САЙТ ГОДЛИТЕРАТУРЫ.РФ ФУНКЦИОНИРУЕТ ПРИ ФИНАНСОВОЙ ПОДДЕРЖКЕ МИНИСТЕРСТВА ЦИФРОВОГО РАЗВИТИЯ.

Филология филэллинов. Выбор шеф-редактора

Филологические книги редко попадают в поле зрения обозревателей неспециализированных изданий. Хотя все они филологи по образованию. А некоторые еще и не до конца утратили к филологии интерес

Текст: Михаил Визель


Илья Виницкий. «Переводные картинки. Литературный перевод как интерпретация и провокация»

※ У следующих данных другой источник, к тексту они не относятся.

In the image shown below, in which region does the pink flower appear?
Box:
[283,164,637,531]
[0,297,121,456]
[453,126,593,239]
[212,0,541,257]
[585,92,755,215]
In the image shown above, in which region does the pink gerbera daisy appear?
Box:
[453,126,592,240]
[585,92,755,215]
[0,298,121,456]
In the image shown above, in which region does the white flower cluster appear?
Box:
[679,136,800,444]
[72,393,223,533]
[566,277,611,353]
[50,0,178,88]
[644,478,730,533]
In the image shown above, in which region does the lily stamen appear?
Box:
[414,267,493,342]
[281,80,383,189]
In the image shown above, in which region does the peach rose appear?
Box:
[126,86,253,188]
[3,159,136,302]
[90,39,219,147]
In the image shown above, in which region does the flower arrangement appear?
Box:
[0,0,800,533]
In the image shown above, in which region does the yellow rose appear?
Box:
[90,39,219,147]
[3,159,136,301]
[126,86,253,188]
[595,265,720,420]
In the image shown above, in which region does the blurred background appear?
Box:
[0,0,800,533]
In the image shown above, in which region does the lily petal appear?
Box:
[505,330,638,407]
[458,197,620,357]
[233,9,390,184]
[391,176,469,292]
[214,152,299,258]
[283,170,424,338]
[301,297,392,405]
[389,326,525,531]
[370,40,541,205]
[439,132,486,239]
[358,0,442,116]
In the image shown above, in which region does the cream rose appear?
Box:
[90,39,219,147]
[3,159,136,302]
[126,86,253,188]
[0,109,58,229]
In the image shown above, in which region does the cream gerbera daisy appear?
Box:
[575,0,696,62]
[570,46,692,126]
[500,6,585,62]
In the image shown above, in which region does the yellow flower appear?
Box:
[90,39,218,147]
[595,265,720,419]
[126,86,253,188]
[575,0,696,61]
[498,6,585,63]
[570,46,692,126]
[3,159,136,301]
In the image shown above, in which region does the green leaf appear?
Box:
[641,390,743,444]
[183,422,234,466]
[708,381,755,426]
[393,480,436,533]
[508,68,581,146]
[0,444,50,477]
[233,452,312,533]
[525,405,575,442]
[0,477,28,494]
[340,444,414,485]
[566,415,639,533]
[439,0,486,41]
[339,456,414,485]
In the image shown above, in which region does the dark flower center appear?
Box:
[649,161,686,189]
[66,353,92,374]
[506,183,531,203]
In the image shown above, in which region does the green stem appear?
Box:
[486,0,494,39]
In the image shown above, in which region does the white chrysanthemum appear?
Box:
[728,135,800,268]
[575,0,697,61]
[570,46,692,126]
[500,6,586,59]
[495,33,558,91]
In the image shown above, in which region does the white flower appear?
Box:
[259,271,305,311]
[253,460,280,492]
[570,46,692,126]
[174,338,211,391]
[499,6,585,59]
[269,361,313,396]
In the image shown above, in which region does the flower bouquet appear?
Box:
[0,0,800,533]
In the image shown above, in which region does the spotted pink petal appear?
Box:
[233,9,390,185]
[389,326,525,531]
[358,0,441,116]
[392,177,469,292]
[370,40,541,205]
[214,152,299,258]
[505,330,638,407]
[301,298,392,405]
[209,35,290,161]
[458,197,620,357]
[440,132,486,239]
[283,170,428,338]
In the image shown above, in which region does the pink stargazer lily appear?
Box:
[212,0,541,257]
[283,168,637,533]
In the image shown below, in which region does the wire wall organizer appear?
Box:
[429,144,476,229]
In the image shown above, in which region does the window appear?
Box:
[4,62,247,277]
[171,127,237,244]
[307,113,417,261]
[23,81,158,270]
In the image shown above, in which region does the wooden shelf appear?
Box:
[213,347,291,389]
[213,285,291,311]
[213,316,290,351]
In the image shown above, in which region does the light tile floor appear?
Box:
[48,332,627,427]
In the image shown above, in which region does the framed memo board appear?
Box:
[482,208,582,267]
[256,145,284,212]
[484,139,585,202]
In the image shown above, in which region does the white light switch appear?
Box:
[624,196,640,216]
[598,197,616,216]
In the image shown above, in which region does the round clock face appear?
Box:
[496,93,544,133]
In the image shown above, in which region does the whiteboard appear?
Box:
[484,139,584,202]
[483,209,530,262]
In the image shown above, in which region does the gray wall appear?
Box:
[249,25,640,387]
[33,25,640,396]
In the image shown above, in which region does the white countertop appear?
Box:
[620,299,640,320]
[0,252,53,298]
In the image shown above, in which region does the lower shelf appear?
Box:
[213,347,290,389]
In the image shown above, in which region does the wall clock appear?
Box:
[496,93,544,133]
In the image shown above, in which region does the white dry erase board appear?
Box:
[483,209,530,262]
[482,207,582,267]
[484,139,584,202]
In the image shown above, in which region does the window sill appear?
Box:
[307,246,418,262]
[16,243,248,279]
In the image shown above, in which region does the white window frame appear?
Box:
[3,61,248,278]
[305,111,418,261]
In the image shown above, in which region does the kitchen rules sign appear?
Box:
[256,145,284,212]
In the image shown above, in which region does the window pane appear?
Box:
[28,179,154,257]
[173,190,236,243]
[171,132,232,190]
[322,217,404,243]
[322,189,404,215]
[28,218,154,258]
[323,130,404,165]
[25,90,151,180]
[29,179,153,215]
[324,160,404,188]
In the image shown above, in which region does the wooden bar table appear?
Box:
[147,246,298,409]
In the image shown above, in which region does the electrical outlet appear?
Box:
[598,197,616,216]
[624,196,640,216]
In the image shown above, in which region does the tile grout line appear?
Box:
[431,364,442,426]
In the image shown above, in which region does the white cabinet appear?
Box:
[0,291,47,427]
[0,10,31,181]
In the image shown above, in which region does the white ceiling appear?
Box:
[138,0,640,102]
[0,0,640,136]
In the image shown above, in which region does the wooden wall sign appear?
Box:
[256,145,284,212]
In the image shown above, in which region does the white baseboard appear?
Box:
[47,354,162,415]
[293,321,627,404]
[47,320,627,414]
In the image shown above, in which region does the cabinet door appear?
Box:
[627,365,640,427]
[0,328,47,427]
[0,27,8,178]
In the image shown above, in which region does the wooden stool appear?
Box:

М.: Рутения, 2022. — 432 с.

Книга, порожденная любовью к слову и воспевающая любовь к словам. Причем существующим сразу на нескольких языках. Как и сам ее автор, русский филолог, профессорствующий в Принстонском университете в Нью-Джерси. И которого, похоже, строгие академические рамки одного из самых престижных университетов мира несколько сковывают. Во всяком случае, эту московскую книгу о том, почему те или иные переводчики брались за те или иные тексты, он пишет явно «спустя рукава» – в пушкинском смысле, то есть отключая внутреннего редактора (чтобы не сказать – цензора). Он выбирает романтические, любовные или откровенно игривые сюжеты – такие, как перевод американским плейбоем от коммунизма Максом Истменом пушкинской «Гавриилиады», ставший, как доказывает автор, своего рода дневником его собственных сексуально-лингвистических приключений в революционной России 1920-х (Макс предпочитал изучать иностранные языки в горизонтальном положении, постоянно меняя учительниц). Но даже про переводческие экзерсисы графа Хвостова или переводческие же подвиги скромнейшего Василия Андреича Жуковского он находит яркие и насмешливые слова, убедительно доказывающие: из пестрого ахматовского «сора» растут не только стихи, но и их переводы.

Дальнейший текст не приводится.